- Born: 8 October 1893 Kensington, London
- Died: 6 July 1976 Plymouth, Devon, England
- Allegiance: United Kingdom
- Branch: Royal Navy
- Rank: Acting Captain
- Awards: Commander of the Order of the British Empire; Legion of Merit;
- Other work: Author and Historian

= D. V. Peyton-Ward =

English Royal Navy officer

Dudley Vivian Peyton-Ward (8 October 1893 – 6 July 1976) was a Royal Navy officer who served in both the First World War and during and after the Second World War.
==Life==
Peyton-Ward was best known for his work as Naval Liaison Officer to RAF Coastal Command. The work he performed in this capacity was of utmost importance to the smooth functioning of Coastal Command operations, tactics and weapons (see: Coastal Command weapon development. Among other things, he personally championed and facilitated the increased use of Very Long Range aircraft, such as the Consolidated B-24 Liberator. These aircraft allowed continual air cover over the Atlantic and closed the notorious Mid-Atlantic gap, where Axis U-boats could freely operate against Allied convoys.

It was said of him that he was the only person of lower than Air Marshal rank whose portrait appeared in the mess at Coastal Command.
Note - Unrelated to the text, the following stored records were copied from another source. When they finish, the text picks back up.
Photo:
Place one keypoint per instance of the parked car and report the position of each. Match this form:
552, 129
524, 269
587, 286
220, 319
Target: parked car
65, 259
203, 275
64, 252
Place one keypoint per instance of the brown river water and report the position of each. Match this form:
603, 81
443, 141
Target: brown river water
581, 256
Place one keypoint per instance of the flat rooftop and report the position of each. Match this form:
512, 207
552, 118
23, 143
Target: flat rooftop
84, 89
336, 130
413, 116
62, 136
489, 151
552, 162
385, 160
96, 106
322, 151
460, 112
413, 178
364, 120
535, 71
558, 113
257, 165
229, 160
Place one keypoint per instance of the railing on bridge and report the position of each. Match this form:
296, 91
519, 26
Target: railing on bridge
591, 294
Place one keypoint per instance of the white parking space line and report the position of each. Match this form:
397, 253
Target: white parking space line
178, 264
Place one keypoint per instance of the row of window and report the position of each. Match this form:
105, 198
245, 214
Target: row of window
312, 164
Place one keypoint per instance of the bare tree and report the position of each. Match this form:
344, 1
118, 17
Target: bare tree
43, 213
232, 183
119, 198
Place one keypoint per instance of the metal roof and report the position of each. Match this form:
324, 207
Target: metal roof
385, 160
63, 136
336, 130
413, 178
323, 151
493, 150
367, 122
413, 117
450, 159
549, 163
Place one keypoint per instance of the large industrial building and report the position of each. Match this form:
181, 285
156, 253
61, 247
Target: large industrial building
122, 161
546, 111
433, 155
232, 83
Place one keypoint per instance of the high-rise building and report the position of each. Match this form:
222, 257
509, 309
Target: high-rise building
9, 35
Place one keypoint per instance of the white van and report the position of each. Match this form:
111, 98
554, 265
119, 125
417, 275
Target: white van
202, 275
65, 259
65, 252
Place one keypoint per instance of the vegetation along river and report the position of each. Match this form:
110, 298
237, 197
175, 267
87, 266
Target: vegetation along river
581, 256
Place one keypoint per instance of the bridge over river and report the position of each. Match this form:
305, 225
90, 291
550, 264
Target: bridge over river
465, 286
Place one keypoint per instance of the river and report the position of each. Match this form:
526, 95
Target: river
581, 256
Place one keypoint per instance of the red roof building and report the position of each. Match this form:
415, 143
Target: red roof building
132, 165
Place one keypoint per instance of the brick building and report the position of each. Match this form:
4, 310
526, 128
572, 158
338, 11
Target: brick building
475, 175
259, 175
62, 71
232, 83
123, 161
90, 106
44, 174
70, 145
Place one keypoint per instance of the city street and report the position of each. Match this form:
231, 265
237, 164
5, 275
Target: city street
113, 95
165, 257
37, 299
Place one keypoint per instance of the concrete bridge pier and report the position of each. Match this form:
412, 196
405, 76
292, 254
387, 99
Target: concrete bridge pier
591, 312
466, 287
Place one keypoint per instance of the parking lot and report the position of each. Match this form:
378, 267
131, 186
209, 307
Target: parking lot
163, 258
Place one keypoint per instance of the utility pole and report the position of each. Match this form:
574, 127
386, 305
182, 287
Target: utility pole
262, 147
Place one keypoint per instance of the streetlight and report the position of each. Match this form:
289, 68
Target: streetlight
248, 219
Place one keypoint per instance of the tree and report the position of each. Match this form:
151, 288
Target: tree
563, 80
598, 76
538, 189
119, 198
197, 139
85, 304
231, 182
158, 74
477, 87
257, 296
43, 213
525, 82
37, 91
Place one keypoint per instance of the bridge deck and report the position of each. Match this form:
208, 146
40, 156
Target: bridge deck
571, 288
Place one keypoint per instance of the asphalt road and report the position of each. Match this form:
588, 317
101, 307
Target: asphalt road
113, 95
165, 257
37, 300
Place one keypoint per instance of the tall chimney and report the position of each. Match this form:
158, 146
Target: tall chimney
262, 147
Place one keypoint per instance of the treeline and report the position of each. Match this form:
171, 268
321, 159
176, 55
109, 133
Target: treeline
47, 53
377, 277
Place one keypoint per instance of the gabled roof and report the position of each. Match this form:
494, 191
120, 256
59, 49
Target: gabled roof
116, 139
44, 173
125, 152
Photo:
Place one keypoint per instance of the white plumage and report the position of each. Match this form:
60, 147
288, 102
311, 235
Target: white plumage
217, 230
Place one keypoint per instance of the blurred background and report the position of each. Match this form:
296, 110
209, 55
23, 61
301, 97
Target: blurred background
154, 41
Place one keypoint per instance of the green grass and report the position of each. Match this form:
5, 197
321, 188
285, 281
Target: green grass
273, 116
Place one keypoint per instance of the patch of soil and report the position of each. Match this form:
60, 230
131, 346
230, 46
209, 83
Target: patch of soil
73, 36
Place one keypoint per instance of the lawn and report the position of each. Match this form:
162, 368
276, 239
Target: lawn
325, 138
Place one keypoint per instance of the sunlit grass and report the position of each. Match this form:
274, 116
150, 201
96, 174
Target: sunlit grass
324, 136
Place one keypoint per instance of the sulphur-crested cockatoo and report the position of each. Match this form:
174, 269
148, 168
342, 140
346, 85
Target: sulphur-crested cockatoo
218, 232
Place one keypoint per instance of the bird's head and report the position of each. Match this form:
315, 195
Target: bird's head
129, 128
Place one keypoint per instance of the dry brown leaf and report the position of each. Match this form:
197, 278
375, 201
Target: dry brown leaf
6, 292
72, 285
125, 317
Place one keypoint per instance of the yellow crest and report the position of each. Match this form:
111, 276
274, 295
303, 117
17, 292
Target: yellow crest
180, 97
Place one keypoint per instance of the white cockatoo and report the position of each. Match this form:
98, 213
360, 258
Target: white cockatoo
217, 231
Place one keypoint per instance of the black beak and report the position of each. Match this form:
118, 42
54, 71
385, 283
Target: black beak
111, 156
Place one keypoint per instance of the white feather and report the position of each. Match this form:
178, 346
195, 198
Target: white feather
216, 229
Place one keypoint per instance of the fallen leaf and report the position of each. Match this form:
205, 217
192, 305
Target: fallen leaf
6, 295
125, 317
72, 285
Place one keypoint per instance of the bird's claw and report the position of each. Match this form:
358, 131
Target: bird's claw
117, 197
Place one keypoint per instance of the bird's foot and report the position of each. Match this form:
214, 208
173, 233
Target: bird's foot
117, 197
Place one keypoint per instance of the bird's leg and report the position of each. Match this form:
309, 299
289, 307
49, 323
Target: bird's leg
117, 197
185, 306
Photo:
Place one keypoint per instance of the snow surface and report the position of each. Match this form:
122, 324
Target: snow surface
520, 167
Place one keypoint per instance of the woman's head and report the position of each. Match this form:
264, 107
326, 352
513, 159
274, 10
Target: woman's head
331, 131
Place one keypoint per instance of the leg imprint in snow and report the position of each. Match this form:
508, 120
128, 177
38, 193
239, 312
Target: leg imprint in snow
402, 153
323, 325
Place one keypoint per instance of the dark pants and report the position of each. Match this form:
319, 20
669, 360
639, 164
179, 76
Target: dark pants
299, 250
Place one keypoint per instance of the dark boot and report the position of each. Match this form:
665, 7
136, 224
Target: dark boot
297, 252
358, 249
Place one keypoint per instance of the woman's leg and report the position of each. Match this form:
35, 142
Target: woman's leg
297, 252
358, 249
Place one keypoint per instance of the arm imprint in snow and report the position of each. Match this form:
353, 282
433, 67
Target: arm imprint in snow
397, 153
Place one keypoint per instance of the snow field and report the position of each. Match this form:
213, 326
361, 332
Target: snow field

After the war he wrote an eight-volume internal history for the Royal Navy, entitled The R.A.F. in the Maritime War, a copy of which resides at The National Archives in Kew, London. The preface to the British Official history of the RAF in the Second World (a supplemental work to the History of the Second World War) says "Our debt is especially heavy to the Air Historical Branch: to its narrators—among them Captain D. V. Peyton-Ward, C.B.E., R.N. (retd.), perhaps more than any".

==Life==
In May 1914 he was his sub-Lieutenancy was confirmed.
While a Lieutenant he was mentioned in dispatches in 1917 for "recognition of their services in submarines in enemy waters" during the First World War.

In 1944, he was named as a Commander of the Order of the British Empire.
After the war he was named officer of the American Legion of Merit for his contribution to the Allied cause during the war.